Scott was more awkward in his descent than FRIEND. FRIEND took the time to look around this strange environment. The walls were smoothed by the natural process that had carved the cave. Stalactites and Stalagmites dotted the ceiling and floor. FRIEND tried to spot signs that people had been here before, but could see none.
Eventually all three men were on the ground and out of their harnesses, ready to continue on.
Adam seemed to have more energy now than he’d had on the surface and FRIEND could tell by the way he was stepping casually around various obstacles on the ground that he’d spent a significant amount of time down here.
“This way,” he called eagerly. “Watch your heads.”
He led them down a side passage. FRIEND guessed that they were still within the boundaries of the ruined square, but the angle of the tunnel and the constant direction changes appeared to be funneling them down, away from the surface.
“Should we be trailing a guide rope?” asked Scott.
“Don’t worry,” said Adam. “I’ve memorized this part. It’s a single route to the second chamber. We can’t get lost here. Later on, if we go deeper, then we’ll set one up.”
Scott was apparently satisfied with the explanation as he did not press the matter further.
FRIEND was almost about to question the length of time they’d been travelling, they must be beneath any of the city infrastructure by now, when they emerged into another vault. He played his light back and forth but could not make out the ceiling or the far walls. He bent to touch the ground. The consistency of the rock had changed. Instead of being hard and dark, the floor was now sandy and a dull red.
Adam did not pause, but veered left. He’d walked to just about the edge of FRIEND and Scott’s flashlight beams when he stopped and called back. “It’s here. Come here.”
They followed him over and were astonished at what they saw. Scratched into the floor was a message.
“Alice LASTNAME. Alive Feb 26. April 15. August 25. Oct 26.”

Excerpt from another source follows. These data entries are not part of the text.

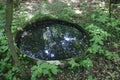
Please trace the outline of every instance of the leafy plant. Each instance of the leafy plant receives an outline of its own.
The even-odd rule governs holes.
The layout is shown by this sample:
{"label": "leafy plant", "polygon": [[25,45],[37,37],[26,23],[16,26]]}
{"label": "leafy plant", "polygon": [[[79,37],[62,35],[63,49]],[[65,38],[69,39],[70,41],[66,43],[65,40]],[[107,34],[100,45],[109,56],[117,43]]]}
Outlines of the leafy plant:
{"label": "leafy plant", "polygon": [[52,74],[56,75],[58,73],[58,67],[54,64],[49,64],[47,62],[42,63],[40,61],[37,62],[37,65],[31,68],[32,77],[31,80],[36,80],[36,78],[47,75],[49,80],[53,80]]}
{"label": "leafy plant", "polygon": [[80,61],[79,63],[81,66],[85,67],[85,68],[90,68],[93,67],[93,63],[92,60],[87,58],[85,60]]}
{"label": "leafy plant", "polygon": [[96,80],[91,75],[88,76],[88,80]]}
{"label": "leafy plant", "polygon": [[71,65],[71,67],[70,67],[71,69],[79,66],[79,64],[77,62],[75,62],[74,59],[71,59],[68,63]]}

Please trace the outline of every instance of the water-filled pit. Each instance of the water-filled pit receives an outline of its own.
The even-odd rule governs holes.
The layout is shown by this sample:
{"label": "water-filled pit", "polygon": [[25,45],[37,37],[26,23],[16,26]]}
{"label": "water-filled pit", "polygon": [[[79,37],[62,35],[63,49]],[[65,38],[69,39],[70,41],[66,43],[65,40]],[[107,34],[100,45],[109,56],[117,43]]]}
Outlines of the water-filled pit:
{"label": "water-filled pit", "polygon": [[62,20],[43,20],[19,31],[16,43],[33,59],[65,60],[85,53],[89,40],[79,25]]}

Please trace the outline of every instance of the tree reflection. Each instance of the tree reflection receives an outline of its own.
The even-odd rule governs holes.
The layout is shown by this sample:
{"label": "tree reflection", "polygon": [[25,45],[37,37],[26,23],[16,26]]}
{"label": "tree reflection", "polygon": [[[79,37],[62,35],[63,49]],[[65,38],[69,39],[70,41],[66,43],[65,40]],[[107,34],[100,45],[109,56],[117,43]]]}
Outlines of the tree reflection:
{"label": "tree reflection", "polygon": [[73,26],[46,24],[21,35],[20,49],[32,58],[63,60],[79,55],[88,47],[87,37]]}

“That’s not possible,” whispered Scott. He collapsed to a seated position. “Not possible,” he repeated.
FRIEND swallowed hard but found his mouth dry. He felt a sudden urge to vomit. “Where is she?” he managed.
“I don’t know,” said Adam. “But I’m guessing she went that way.”
He pointed his light further on in the direction they were headed. There was another shaft, but this one, unlike the one they’d arrive from, was supported by crude wooden beams.
“How in the hell did those get there?” whispered FRIEND.